Liz Whitehead and her family visited many churches after moving to the Richmond area in 2006. It only took one of Father Chris’ homilies in 2007 for her to join St. Ann’s. Whitehead’s family became more involved in the parish as time went on and became close with Father Chris. Eventually, Whitehead started working at the church as a bookkeeper. She recalled how Father Chris was a great source of support after her husband died unexpectedly in 2015.

“The Thaw” by Father Chris Haydinger. Acrylic on canvas. (Photo/Kristen L. Byrd)

“He dropped everything and was at my side, every step of the way,” she said. “He was there for me and my nine-year-old son, calling every week to check on us and always making my son feel special when he saw us at Mass. He was truly a guardian angel.”

‘Enjoy the experience’

In addition to St. Mary’s Hospital, Father Chris’ art can be found in parishioners’ homes and on the walls of St. Ann’s.
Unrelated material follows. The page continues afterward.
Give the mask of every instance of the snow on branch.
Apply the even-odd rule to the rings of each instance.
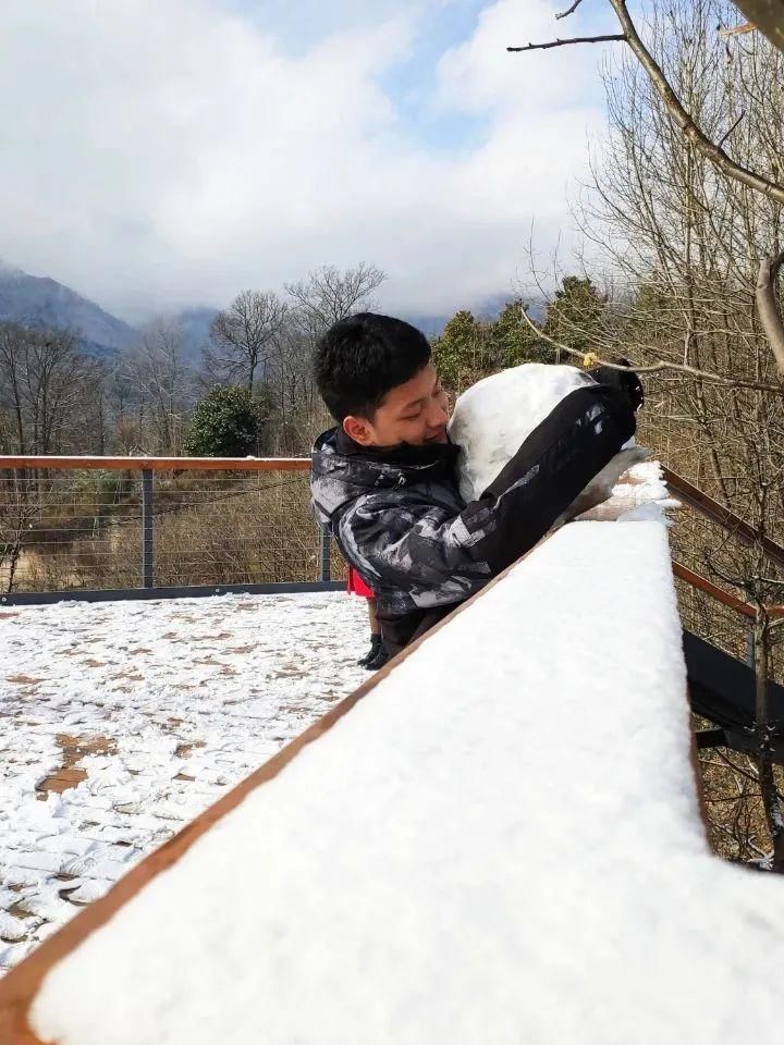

Now that he is no longer the pastor, the art serves as a welcome reminder of his lasting impact on the community.

“Much like his homilies, I am always moved emotionally when he shows us a new piece he is working on,” said Whitehead. “About a year ago, he gifted me one of his watercolors. I treasure this painting and I think of him each time I walk by it at my house.”

The hall at the hospital where Father Chris’ work is displayed is aptly called the “Serenity Walk.” During the exhibition, his artwork was also available to purchase, with proceeds going directly to support the hospital’s volunteer programs.

“What a beautiful and engaging show! His abstract style allows viewers to see his art in a way that is unique to them, which was Father Chris’ intent,” said Brady.

“Really, I just hope people enjoy the experience,” said Father Chris. “I just hope people walk down the hall and smile.”